An esports title is a videogame that gets played competitively for prize money. It’s that simple. Just like you can play soccer with your friends in your own backyard, there are also professionals who play the game with one goal in mind: to be the best. An esport can be 1v1 but more commonly games are played 5v5.
The best example of an esports title we can give here to make things even more clear is Fifa. Fifa is a soccer game that gets played on a gaming consoles instead of in the real world. One player controls team A while his opponent controls team B. Now, what happens if a bunch of people get together and want to play against each other? Right, a tournament gets organised, attracting individual players but also players who are already part of a larger team or esports organisation.
Types of players
Just like in every sport, you have amateur players and professional players. As an amateur it is possible to work hard with the aim of becoming a pro. Most esports titles have some sort of ranking system that lists players based on their performance. Most often these rankings are based on geographical regions like Europe, North America, SEA,.. A high ranking amateur player has a good chance of getting picked up by an esports organisation who will then offer him or her a contract to play under their brand name in tournaments.
Just like Real Madrid or Arsenal in soccer, these esports organisations scout for talented players worldwide to get the best possible team together in order to win the most prestigious events. In turn, this will allow them to attract sponsors who provide the organisation with a revenue stream. Any prize money won in esports usually goes to the players themselves.

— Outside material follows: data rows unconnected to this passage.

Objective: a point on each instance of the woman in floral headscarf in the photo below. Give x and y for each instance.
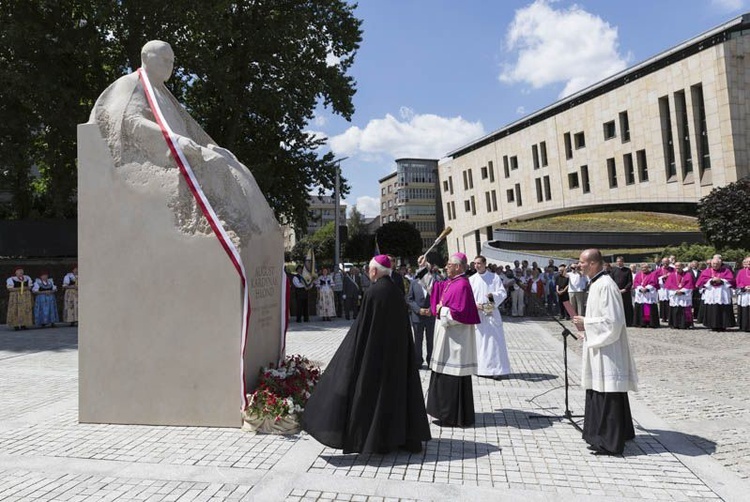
(20, 303)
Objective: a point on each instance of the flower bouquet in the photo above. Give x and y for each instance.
(278, 401)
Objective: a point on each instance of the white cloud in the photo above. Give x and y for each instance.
(369, 206)
(320, 120)
(415, 135)
(332, 60)
(561, 45)
(728, 5)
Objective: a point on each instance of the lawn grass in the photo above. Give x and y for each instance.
(619, 221)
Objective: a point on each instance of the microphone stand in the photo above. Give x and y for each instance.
(567, 414)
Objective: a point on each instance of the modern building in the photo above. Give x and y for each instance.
(657, 136)
(411, 194)
(388, 190)
(321, 211)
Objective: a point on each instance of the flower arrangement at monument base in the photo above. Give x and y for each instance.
(279, 400)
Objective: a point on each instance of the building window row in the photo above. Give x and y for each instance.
(539, 155)
(451, 210)
(405, 194)
(514, 195)
(415, 173)
(468, 180)
(491, 200)
(543, 189)
(488, 171)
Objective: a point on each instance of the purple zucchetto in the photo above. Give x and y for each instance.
(383, 260)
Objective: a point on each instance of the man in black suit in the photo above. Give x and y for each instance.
(397, 278)
(422, 321)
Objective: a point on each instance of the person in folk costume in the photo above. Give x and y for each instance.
(454, 355)
(45, 304)
(608, 367)
(623, 277)
(70, 301)
(352, 292)
(718, 282)
(20, 301)
(301, 287)
(489, 292)
(742, 281)
(326, 300)
(535, 293)
(369, 398)
(680, 285)
(662, 272)
(645, 306)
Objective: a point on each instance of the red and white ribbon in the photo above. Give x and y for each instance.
(285, 297)
(187, 172)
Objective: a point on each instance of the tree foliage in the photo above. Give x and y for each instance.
(250, 71)
(724, 215)
(399, 238)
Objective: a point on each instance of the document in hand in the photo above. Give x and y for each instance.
(571, 311)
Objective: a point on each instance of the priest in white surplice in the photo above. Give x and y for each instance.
(489, 293)
(608, 366)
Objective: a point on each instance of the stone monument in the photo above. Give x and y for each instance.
(167, 221)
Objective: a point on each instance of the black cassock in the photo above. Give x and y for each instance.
(369, 399)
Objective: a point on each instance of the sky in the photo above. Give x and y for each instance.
(434, 75)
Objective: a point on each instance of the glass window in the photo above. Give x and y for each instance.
(568, 146)
(667, 139)
(609, 130)
(519, 202)
(612, 172)
(573, 180)
(624, 127)
(627, 162)
(539, 195)
(579, 140)
(585, 186)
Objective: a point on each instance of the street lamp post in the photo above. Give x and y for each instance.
(336, 197)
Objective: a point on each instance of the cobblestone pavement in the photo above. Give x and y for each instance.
(691, 424)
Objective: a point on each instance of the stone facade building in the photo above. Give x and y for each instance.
(411, 194)
(659, 136)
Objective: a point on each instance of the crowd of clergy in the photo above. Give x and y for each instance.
(33, 303)
(370, 399)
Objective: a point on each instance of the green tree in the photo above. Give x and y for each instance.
(399, 238)
(251, 72)
(724, 215)
(356, 222)
(323, 242)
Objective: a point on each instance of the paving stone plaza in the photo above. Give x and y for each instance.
(692, 433)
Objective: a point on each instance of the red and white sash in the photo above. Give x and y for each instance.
(187, 172)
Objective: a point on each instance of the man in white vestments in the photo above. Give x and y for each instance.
(608, 365)
(489, 292)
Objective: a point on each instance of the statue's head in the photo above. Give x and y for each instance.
(158, 60)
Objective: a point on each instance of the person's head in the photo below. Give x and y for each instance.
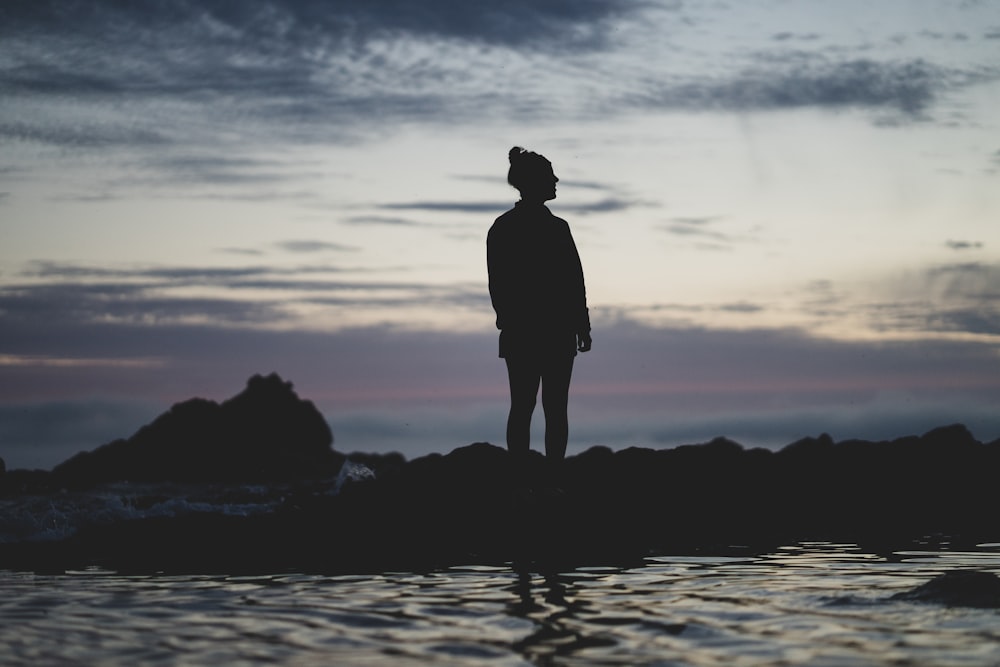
(532, 175)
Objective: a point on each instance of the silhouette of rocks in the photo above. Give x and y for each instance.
(958, 588)
(266, 432)
(467, 506)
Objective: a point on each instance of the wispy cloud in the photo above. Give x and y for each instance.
(312, 246)
(964, 245)
(798, 80)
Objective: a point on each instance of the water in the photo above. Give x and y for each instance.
(815, 604)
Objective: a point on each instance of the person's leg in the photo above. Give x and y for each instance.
(524, 379)
(555, 404)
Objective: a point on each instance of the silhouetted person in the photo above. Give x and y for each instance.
(538, 293)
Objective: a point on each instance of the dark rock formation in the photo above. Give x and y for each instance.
(264, 433)
(468, 506)
(958, 588)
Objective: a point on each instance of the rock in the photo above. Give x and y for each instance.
(266, 432)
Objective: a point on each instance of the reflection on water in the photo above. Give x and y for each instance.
(805, 604)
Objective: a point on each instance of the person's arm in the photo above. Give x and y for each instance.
(497, 263)
(580, 310)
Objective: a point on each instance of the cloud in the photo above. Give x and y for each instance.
(386, 388)
(381, 220)
(607, 205)
(908, 87)
(275, 24)
(963, 245)
(311, 246)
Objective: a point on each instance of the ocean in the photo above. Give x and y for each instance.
(813, 603)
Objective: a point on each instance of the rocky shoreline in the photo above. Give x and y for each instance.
(467, 506)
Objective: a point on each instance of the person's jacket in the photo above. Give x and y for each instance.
(536, 280)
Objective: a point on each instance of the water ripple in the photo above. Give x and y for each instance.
(814, 603)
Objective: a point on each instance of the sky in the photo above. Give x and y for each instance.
(786, 211)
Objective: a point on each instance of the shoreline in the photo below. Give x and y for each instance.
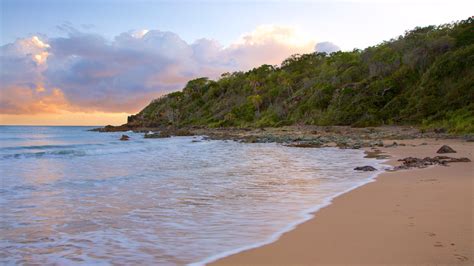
(306, 215)
(295, 244)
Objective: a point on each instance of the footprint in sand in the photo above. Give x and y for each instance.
(461, 257)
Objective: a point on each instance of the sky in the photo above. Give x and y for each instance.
(93, 62)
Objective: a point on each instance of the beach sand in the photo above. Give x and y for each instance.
(407, 217)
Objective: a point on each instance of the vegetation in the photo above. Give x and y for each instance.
(425, 77)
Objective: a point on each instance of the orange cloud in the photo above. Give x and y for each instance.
(62, 80)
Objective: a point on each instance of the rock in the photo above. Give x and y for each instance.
(458, 160)
(309, 144)
(356, 146)
(394, 144)
(411, 162)
(161, 134)
(182, 132)
(446, 149)
(365, 168)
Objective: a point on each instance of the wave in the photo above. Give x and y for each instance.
(74, 152)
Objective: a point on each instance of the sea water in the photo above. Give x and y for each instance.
(72, 196)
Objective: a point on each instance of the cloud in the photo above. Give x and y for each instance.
(86, 72)
(326, 47)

Some of the biggest organisations in the esports world are Fnatic, Team SoloMid, Evil Geniuses and more.
Esports tournaments can take place offline and online. Smaller tournaments often take place online because it does require players to travel. In esports it is possible to have 5 different players located in 5 different countries who still play together in a tournament. This is one of the biggest differences with traditional sports. Bigger tournaments get played in venues in cities across the world. It’s possible even for a single tournament to take place in different countries like the League of Legends World Championship, which took place in 4 different European cities last year over the span of 4 weeks.
Prize money for these events can be a couple of thousand dollars for the first place team. For big events, these amounts quickly go up to 100,000$ and in rare occasion they even reach upwards of 1 million dollar per team.
Where to watch esports?
With the truly global nature of esports, you must wonder how people keep up with everything, as esports is not something you hear about on TV. This is where the internet comes in. Esports tournaments make use of so called streaming services. These websites, of which the biggest example is Twitch.tv, is where the esports audience gathers to watch their favorite games, teams or even individual players. 99% of these streams are free and rely on advertisements to support them. You’ll also see popular players stream themselves playing the game from home, with the option to support them by subscribing for a monthly fee or donating.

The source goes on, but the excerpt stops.